Interview: A Fantastic Woman‘s Daniela Vega Emphasizes the Importance of Empathy
If you haven’t had the chance to see A Fantastic Woman, this year’s Oscar-winning film in the Best Foreign Film category, you now have the chance, as it came out this week on Digital HD and Blu-ray. I had the chance to talk to the film’s leading lady, Daniela Vega, about what drew her to the project, and what she hopes it does for audiences.
For those who have yet to see the film, written and directed by Sebastián Lelio (Disobedience) here’s the official synopsis from Sony Pictures Classics:
Marina and Orlando are in love and planning for the future. Marina is a young waitress and aspiring singer. Orlando is 20 years older than her, and owns a printing company. After celebrating Marina’s birthday one evening, Orlando falls seriously ill. Marina rushes him to the emergency room, but he passes away just after arriving at the hospital. Instead of being able to mourn her lover, suddenly Marina is treated with suspicion. The doctors and Orlando’s family don’t trust her. A woman detective investigates Marina to see if she was involved in his death. Orlando’s ex-wife forbids her from attending the funeral. And to make matters worse, Orlando’s son threatens to throw Marina out of the flat she shared with Orlando. Marina is a trans woman and for most of Orlando’s family, her sexual identity is an aberration, a perversion. So Marina struggles for the right to be herself. She battles the very same forces that she has spent a lifetime fighting just to become the woman she is now – a complex, strong, forthright and fantastic woman.
When I asked Vega what drew her to the film, she replied, “First, it was about working with Sebastián and his team, and then I thought the script was really complex and wanted to do it, because it seemed like it would be a great challenge.”

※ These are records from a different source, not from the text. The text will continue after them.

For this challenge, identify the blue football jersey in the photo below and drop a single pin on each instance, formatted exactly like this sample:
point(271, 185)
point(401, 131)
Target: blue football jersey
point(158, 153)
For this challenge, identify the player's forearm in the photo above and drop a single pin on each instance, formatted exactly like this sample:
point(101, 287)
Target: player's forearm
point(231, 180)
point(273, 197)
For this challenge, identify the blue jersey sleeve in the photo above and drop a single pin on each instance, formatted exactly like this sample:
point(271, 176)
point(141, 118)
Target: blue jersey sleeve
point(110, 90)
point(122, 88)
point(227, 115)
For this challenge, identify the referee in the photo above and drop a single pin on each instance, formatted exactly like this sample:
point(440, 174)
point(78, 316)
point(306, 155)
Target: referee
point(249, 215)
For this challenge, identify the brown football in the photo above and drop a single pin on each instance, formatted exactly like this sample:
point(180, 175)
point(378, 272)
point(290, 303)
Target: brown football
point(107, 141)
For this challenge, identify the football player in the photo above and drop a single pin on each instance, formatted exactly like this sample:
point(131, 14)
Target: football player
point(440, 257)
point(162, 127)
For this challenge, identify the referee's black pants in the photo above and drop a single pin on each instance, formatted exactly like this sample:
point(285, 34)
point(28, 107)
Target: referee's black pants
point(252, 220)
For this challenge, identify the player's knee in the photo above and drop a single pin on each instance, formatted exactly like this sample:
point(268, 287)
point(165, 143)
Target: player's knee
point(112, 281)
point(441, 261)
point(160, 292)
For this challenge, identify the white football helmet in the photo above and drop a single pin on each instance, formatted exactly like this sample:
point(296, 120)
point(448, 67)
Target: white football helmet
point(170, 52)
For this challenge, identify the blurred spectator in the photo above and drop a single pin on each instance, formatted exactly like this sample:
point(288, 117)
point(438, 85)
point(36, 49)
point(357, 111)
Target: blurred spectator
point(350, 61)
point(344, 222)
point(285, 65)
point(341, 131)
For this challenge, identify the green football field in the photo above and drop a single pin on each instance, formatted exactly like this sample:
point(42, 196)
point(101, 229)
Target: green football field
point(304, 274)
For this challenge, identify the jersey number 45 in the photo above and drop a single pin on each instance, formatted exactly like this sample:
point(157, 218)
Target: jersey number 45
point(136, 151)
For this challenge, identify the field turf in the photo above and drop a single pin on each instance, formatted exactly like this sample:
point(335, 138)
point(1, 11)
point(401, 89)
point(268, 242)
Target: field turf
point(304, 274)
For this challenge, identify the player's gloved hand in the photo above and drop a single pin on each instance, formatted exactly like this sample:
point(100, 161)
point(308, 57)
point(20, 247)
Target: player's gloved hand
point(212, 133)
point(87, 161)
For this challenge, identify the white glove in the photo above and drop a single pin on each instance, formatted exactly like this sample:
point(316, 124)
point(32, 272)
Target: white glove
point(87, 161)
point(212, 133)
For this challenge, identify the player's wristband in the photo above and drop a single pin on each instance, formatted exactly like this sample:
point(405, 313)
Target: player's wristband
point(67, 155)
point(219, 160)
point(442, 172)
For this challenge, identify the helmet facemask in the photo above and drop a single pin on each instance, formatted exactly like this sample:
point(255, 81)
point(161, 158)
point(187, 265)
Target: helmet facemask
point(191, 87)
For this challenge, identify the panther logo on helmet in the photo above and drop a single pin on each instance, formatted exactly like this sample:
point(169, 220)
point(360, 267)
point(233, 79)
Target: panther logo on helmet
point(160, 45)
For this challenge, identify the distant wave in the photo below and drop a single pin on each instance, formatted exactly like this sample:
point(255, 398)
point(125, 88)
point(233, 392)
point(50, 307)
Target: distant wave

Originally, Lelio brought Vega on as a consultant on a different film. “Later,” she explains. “After we became friends, he realized that he wanted to do a film with a trans protagonist and that I needed to be his protagonist!”
Vega had been an actress and performer for a long time before doing this film. However, A Fantastic Woman has certainly given her a bigger platform than she’s ever had before. Vega started as an opera singer (at the end of the film, that aria that you hear Marina sing? That’s Vega’s own voice!), but acting came later, and she got hooked.
When I asked her about the similarities and differences between her and Marina, she chuckled, “We both love opera and hot boys and we’re both resilient.” As for the differences, “Marina is much more elegant than I am. And she’s a ‘fantastic woman’ and I’m not.”
I asked her how she felt about people possibly imposing the position of transgender spokesperson on her.
“I think that we’re all part of a movement trying to further ideas and concepts into society that have to do with diversity,” she says. “I don’t feel like any kind of a leader of a cause. I feel like a person, an artist who’s working to ask questions of society, and I’ll continue to ask society those questions, and continue empathizing with realities on the borders of society, and I think that all those experiences on the border are valuable.”
Doing this film, not to mention having the opportunity to grace the Oscars stage, have opened up many new doors for Vega. Not only is she currently working on her memoir, but she’s producing and writing a stage play, and she’s got another film in the works as an actress.
She hopes that A Fantastic Woman allows people to get in touch with their most empathetic selves. “The film asks questions and concerns itself with how we treat people through the story of one person,” she says. “It asks how do certain things happen, and what are we doing to advance the cause of diversity as a society? And how can we understand empathy? And how do we apply it?”
Empathy seems to be in short supply these days, but stories like A Fantastic Woman can help us get ever closer to learning how to feel for others.